Hardware: A Closer Look
Taking apart the QNAP TS-809 Pro Turbo NAS was no easy task, but this wouldn't have been a true TechSpot review if we didn't show you the technical stuff inside. And it was well worth the effort too as the internal workings of this NAS device are nothing like previous products that we have reviewed.
While the vast majority of NAS devices are powered by a processor rated at around or less than 1GHz, including Synology products which feature a 1.06GHz processor with no more than 1GB of RAM, the TS-809 Pro Turbo houses an Intel Core 2 Duo E7400 processor inside. Needless to say, we were impressed.

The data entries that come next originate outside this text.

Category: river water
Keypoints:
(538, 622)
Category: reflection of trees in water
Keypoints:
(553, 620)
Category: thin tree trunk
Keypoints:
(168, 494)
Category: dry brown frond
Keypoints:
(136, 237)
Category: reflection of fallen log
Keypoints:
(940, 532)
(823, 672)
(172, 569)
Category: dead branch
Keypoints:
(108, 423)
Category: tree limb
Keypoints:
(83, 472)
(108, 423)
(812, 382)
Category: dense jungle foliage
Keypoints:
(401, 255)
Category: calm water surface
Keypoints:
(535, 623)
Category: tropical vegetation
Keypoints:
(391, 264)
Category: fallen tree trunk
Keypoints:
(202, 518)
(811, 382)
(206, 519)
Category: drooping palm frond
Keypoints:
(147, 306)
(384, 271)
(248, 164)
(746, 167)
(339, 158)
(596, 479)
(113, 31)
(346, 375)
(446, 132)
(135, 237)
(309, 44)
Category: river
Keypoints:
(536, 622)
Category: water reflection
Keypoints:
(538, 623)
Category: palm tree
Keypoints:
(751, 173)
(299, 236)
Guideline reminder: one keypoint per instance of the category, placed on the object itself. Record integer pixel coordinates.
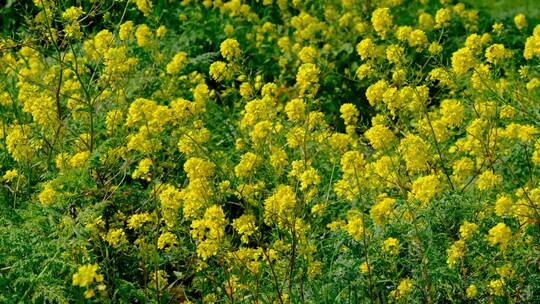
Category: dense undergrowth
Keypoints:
(268, 152)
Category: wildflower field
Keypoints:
(269, 151)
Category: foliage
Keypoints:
(268, 151)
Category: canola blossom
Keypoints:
(270, 151)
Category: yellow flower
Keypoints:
(72, 13)
(391, 246)
(166, 239)
(521, 21)
(177, 63)
(144, 6)
(143, 170)
(455, 252)
(138, 220)
(245, 225)
(500, 235)
(381, 19)
(404, 288)
(425, 188)
(230, 49)
(463, 60)
(487, 180)
(126, 30)
(496, 287)
(496, 53)
(472, 291)
(86, 275)
(382, 211)
(143, 35)
(48, 195)
(467, 230)
(116, 237)
(443, 17)
(307, 79)
(280, 206)
(364, 267)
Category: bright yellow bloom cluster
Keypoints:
(230, 49)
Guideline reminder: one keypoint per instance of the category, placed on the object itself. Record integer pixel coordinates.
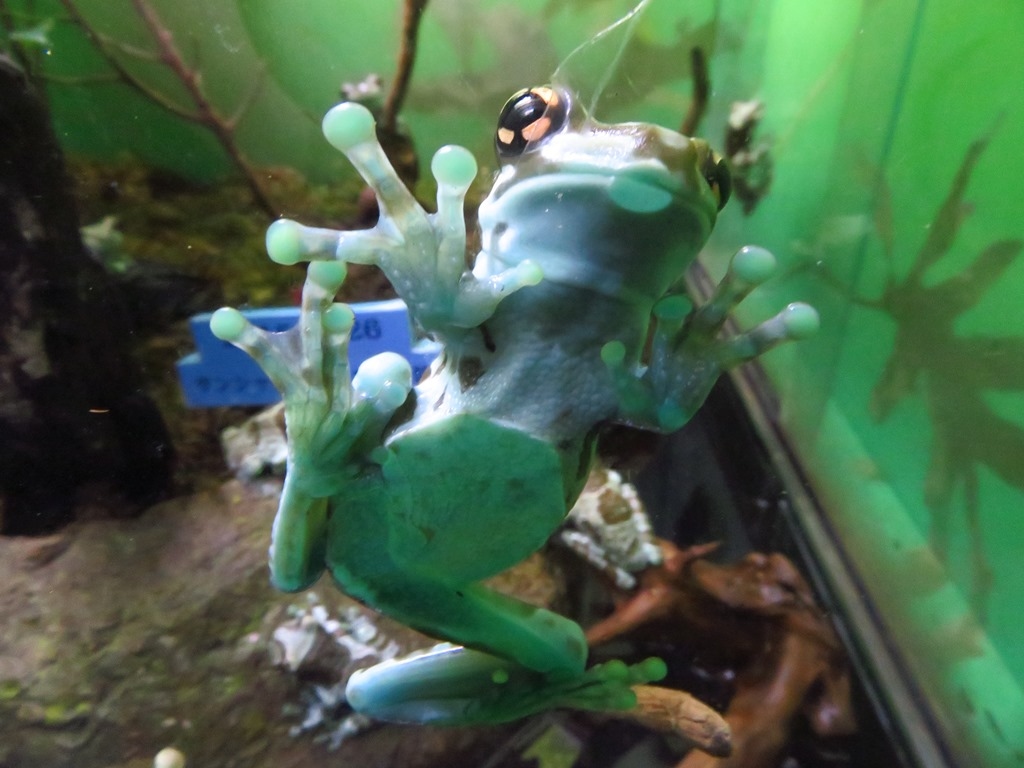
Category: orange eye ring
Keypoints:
(529, 118)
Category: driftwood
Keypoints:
(757, 615)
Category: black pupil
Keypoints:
(525, 111)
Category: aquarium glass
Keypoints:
(892, 130)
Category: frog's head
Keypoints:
(617, 209)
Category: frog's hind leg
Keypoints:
(521, 659)
(453, 685)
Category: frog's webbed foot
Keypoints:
(334, 423)
(452, 685)
(687, 355)
(423, 254)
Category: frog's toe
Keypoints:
(754, 264)
(385, 380)
(797, 322)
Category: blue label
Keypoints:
(220, 374)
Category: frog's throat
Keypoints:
(564, 269)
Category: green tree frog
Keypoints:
(410, 495)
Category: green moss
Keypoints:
(9, 689)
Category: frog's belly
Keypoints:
(470, 498)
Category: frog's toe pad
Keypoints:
(609, 685)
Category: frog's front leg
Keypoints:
(334, 424)
(687, 355)
(423, 254)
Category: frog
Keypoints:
(569, 318)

This is the very same processor we used in our desktop comparison test system -- a 2.8GHz part that features 3MB of L2 cache and operates on a 1066MHz FSB. The Core 2 Duo chip is cooled via a massive, passively cooled aluminum heatsink and is installed using a standard LGA775 mounting bracket. This means it's possible to change the processor if needed, albeit doing so would void your warranty.
QNAP is not messing around with this one and has loaded the TS-809 Pro Turbo with 2GB of DDR2-667 memory from Transcend. Only one of two available SO-DIMM slots on the motherboard is being used, so you could still double the memory capacity simply by adding a second stick. That said, we really don't see the need for adding more memory than what's already offered by default, and again doing so would void your warranty.
The Core 2 Duo E7400 processor is being complemented by the Intel 945GC Express chipset and its ICH7 south bridge. However, since the latter only supports 4 SATA ports without any kind of RAID abilities, QNAP has gone ahead and dumped it in favor of a more substantial solution.
Specifically, a pair of Marvell 88SX7042 controllers will each support 4 SATA ports using the PCI Express x4 bus. There are also a couple of Broadcom BCM5787 10/100/1000BASE-T Gigabit Ethernet controllers utilizing the PCI Express bus for maximum throughput.
Having seen the hardware inside the TS-809 Pro Turbo it's easier to understand why QNAP slapped such a hefty price tag on this product. It definitely looks much more like a typical desktop computer than previously reviewed units, and has clearly been designed to be the most powerful self contained NAS device money can buy.